On vivrait ensemble depuis quelques temps déjà. Je l’encouragerais dans son anorexie ; et pour cela, la plupart du temps, je ne ferais tout simplement rien. Habituellement, elle s’y complairait sans aide particulière. Mais parfois, elle me demanderait :

– Tu crois que je devrais voir un psychiatre ?

Je ne répondrais pas tout de suite, car... vous savez bien : quand vous donnez à une femme une réponse immédiate, elle le ressent comme une envie de se débarrasser de la question ; alors elle demande une précision supplémentaire, ou bien elle boude et au bout d’un moment c’est vous qui ne voyez plus d’autres solutions que de revenir sur le sujet pour mettre un terme à un épais silence. De toute manière, on ne finit jamais aussi vite qu’on l’aurait voulu. Croyez-moi, pour se débarrasser vraiment de la question, mieux vaut prendre le temps de faire semblant de réfléchir.

– Un psychiatre ? Mais tu n’es pas folle, Vanessa !

Elle hésiterait, balançant entre l’évidence de son délitement physiologique et la nécessité psychologique de le refouler. J’imaginerais son cerveau comme un central téléphonique archaïque où les connexions mécaniques s’accompagneraient d’incessants cliquetis. Mais ce ne serait là, bien sûr, qu’un effet de mon imagination. En fait, je savourerais le silence de ses neurones affolés par l’insoluble contradiction, j’attendrais patiemment, voluptueusement. Alors, elle essaierait une voie médiane :

– Je pourrais peut-être quand même faire un petit contrôle, tu ne crois pas ?

Quelques secondes de réflexion feinte, puis la dissuader gentiment de se soumettre à un contrôle quelconque.
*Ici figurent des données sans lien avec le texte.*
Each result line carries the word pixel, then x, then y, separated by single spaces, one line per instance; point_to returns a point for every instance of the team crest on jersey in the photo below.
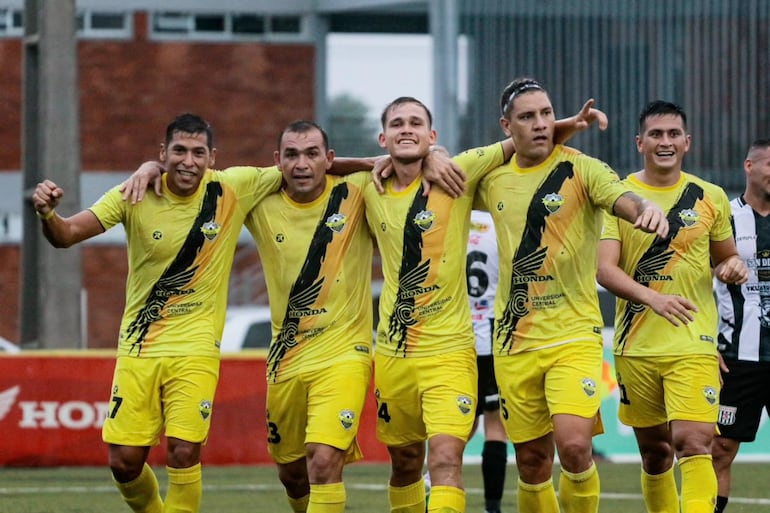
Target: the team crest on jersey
pixel 589 386
pixel 689 217
pixel 553 202
pixel 336 222
pixel 205 408
pixel 727 415
pixel 464 404
pixel 424 219
pixel 346 418
pixel 210 230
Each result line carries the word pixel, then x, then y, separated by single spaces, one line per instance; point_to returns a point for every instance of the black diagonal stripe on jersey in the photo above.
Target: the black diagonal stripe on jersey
pixel 658 254
pixel 306 288
pixel 179 273
pixel 411 276
pixel 529 256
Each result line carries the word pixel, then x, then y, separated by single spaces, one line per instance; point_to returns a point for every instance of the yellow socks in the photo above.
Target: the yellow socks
pixel 184 490
pixel 699 484
pixel 142 494
pixel 408 499
pixel 659 492
pixel 579 493
pixel 537 498
pixel 299 505
pixel 328 498
pixel 446 499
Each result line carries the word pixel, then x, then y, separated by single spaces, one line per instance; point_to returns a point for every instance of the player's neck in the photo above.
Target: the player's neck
pixel 406 173
pixel 758 201
pixel 657 177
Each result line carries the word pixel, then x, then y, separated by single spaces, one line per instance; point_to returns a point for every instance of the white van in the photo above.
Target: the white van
pixel 248 326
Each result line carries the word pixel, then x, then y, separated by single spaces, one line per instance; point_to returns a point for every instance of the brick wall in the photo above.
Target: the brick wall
pixel 129 91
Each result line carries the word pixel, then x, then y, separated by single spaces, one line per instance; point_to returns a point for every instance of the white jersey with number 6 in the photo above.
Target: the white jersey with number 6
pixel 481 271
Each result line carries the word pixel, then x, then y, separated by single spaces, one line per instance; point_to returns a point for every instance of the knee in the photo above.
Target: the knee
pixel 294 478
pixel 325 464
pixel 657 457
pixel 182 454
pixel 125 470
pixel 692 438
pixel 575 454
pixel 126 463
pixel 534 463
pixel 406 462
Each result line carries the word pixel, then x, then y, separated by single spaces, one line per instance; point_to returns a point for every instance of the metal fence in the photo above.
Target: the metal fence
pixel 709 56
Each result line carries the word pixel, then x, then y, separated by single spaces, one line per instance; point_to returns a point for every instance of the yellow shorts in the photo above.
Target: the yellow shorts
pixel 420 397
pixel 322 406
pixel 535 385
pixel 150 394
pixel 658 389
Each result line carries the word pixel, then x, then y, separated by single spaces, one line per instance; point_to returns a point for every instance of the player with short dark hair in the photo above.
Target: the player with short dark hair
pixel 666 319
pixel 744 322
pixel 546 204
pixel 180 246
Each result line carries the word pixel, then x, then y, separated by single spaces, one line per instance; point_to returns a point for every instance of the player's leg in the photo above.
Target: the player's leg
pixel 534 461
pixel 658 482
pixel 286 420
pixel 573 394
pixel 692 404
pixel 189 385
pixel 642 407
pixel 335 403
pixel 133 425
pixel 494 456
pixel 528 425
pixel 139 489
pixel 448 412
pixel 723 452
pixel 401 429
pixel 294 478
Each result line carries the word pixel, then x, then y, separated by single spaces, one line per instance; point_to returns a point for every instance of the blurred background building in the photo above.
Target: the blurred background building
pixel 251 66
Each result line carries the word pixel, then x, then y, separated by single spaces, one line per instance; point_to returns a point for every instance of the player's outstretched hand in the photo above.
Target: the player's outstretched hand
pixel 439 169
pixel 652 220
pixel 674 309
pixel 732 270
pixel 148 175
pixel 46 196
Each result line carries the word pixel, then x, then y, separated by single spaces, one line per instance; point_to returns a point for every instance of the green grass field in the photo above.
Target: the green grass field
pixel 255 489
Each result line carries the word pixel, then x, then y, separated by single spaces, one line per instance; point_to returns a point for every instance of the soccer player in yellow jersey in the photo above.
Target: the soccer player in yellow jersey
pixel 180 250
pixel 316 253
pixel 546 205
pixel 666 319
pixel 425 362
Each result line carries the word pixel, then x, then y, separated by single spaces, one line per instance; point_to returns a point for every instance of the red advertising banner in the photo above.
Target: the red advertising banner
pixel 53 405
– Tu ne te sens pas bien ?

– Si, ça va ; mais...

– Tant que tu te sens bien, je crois que tu n’as aucune raison de t’inquiéter.

Et pour lui prouver qu’elle n’a pas de raisons de s’inquiéter, je m’approcherais d’elle, je la caresserais, je l’embrasserais ; et en se laissant faire, elle se sentirait normale, comme toutes les femmes qui se laissent caresser et embrasser par un homme. J'aurais pris possession de Vanessa comme on acquiert une œuvre d’art, étrange objet jailli du cerveau dérangé d’un hypothétique Modigliani. Je lui ferais l’amour comme on écoute Chopin, avec passion, frénésie, en fermant les yeux. Ce corps décharné, osseux, sur lequel je me démènerais, évoquerait des images de tuyaux, de câbles, de robot androïde mal imité, mais conçu tout de même pour faire jouir les humains mâles à la recherche de plaisirs spéciaux. Son délabrement physique lui interdirait d’éprouver le moindre plaisir, et ce serait bien normal : un tableau ne ressent rien quand on le regarde avec admiration. Entre l’œuvre et son contemplateur, le plaisir est toujours à sens unique.